2015 — 20 May: Wednesday

Not the happiest day in my annual calendar.1 The planned walk later this (sunny so far) morning should certainly help with that.

There are glaring gaps...

... in my present knowledge and understanding of the issues surrounding Linux file and directory access permissions and ownership. To be honest, I didn't think2 there were. However, after last night's irritating series of mis-steps and misadventures with a set of files on an external USB hard drive this has become horribly apparent. I had got my hands back my new 4TB external drive yesterday afternoon and was simply trying to transfer some files (from a new directory on it) over to my NAS. All my attempts to do this trivially simple thing have so far ignominiously failed.

What's worse is that the series of screen captures I took (of the command line terminal sessions with which I tried to perform this "should-be-simple" task) have also served to confuse the guru currently assisting me.

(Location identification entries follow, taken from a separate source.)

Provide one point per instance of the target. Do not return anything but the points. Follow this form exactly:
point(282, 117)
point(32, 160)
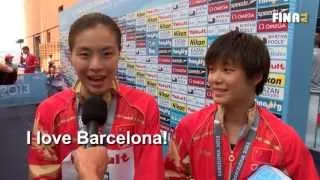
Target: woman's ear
point(258, 79)
point(69, 54)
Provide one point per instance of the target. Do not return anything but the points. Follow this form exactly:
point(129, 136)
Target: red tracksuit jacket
point(136, 112)
point(192, 149)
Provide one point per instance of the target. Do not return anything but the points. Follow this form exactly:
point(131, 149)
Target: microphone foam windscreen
point(94, 109)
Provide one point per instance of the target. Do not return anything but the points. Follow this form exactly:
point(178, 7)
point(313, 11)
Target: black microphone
point(94, 114)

So I've dug out Mike McGrath's "Linux in easy steps" — I'm not proud — from underneath an accumulating pile of other stuff and will be revisiting a couple of the tutorial chapters therein later today. It's almost as if Linux isn't quite "ready for the desktop" (as the old saying goes). Although I don't doubt the current deficiency lies within me, I suspect I'm unlikely to be the only user to have been caught in this sort of pickle on occasion.

Eerie parallels

Just sayin'. :-)

But the problems of false findings often begin with researchers unwittingly fooling themselves: they fall prey to cognitive biases, common modes of thinking that lure us toward wrong but convenient or attractive conclusions...

Philip Ball in Nautilus


Nice article.

Now here's a chap...

... whose approach to blogging (I've read, and quoted from, a number of his pieces in the past) seems to mirror mine. Not that this ¬blog is a blog, of course!

Blogging

Write on!

The momentary...

... unpleasantness with file transferring is resolved, though without me yet understanding quite why. Acting on orders received I first attempted to "touch A" into the reluctant folder. Came the reply:

touch: cannot touch 'A': Permission denied 

I then tried "sudo touch B", supplied the password, and got no hint of non-compliance. At that point the troublesome folder now contained two zero-length plain text files, "A" and "B". I therefore concluded that it might well be possible to copy more useful files into that folder... and so it proved. Weird are the eldritch twists of the path leading to Linux guruhood.

Speaking of touching...

... I have a quote here from a book by Mary Roach ("Stiff: the curious lives of human cadavers") that first introduced me to the curious concept of what she termed a "professional vagina". This report of a Florida lawsuit now offers me a horrible variant.

If I read this...

... correctly, my feet shouldn't quite be touching the ground!

Elevation

Meanwhile, buried in this paragraph lies (I hope) a perfectly sane explanation of the discrepancy between the number of physical share certificates I found among dear Mama's files, and the (lesser) number that the share registrar believes she held when she died.

Shareholding

I will check carefully, Big Bro, don't worry. But not before at least one further cup of tea.

Incoming

I was very impressed by the film "Margin Call" a couple of years ago — hence "A Most Violent Year". And, as I mentioned a couple of days ago, I've long been a fan of Robert Altman's Altmanesque oeuvre.

DVD and BD

  

Footnotes

1  My father died on this day 40 years ago.
2  There remains (as ever) no fool quite so ignorant as the fool of the self-taught, self-deluding variety. That would be me, of course.